Reasons for Sounding the Shofar
Anthropologists offer the theory that since many powers are ascribed to a horn, for example, frightening away demons, it was blown to produce magical results. The shofar, thus, is to scare off Satan and evil spirits (cf. rh 16b); and so it is fitting that it be used on Rosh Ha-Shanah to frighten away the "prosecuting attorney."
Most Jewish philosophers attempted to explain the significance of the shofar. Saadiah Gaon offered ten reasons for sounding it: (1) to proclaim the sovereignty of God, since it was the custom to sound the shofar at a coronation; (2) to herald the beginning of the ten days of repentance; (3) as a reminder to be faithful to the teachings of the Torah, since the shofar was heard at the giving of the Torah; (4) as a reminder of the prophets, the teachers of righteousness, who raised their voices like the shofar to touch our consciences; (5) to the sound of trumpets the Temple fell, and to the sound of trumpets it will be restored; (6) as a reminder of the Akedah, since the ram which was substituted for Isaac was caught in the thicket by its horns; (7) to inspire awe ("Shall the shofar be blown in the city and the people not be afraid?"); (8) as a summons to the Heavenly Court on the Day of Judgment to be judged; (9) as a reminder that the shofar will call together Israel's scattered remnants to return to the Holy Land; and (10) as a reminder of the day of resurrection, the return to life (quoted by Abudarham (Jerusalem, 1959 ed.), 269f.).
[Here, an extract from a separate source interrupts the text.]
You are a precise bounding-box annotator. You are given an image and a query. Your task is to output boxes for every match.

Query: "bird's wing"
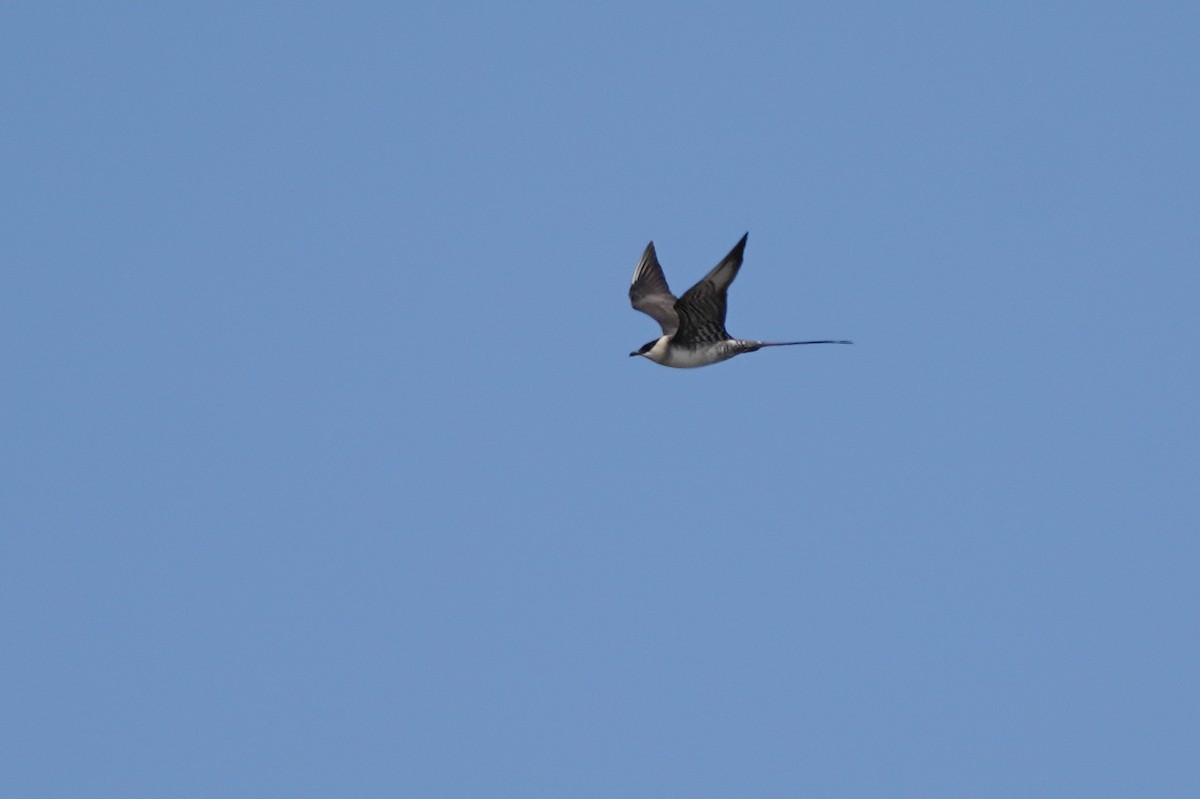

Maimonides gives a moving interpretation of the sounding of the shofar: "Awake O sleepers from your sleep, O slumberers arouse ye from your slumbers, and examine your deeds, return in repentance and remember your Creator" (Yad, Teshuvah 3:4).
S.J. Zevin, Ha-Mo'adim ba-Halakhah (196310), 40–54; J.L. Baruch (ed.), Sefer ha-Mo'adim, 1 (1947), 52–75, 172–75; S.Y. Agnon, Days of Awe (1965), 65–81.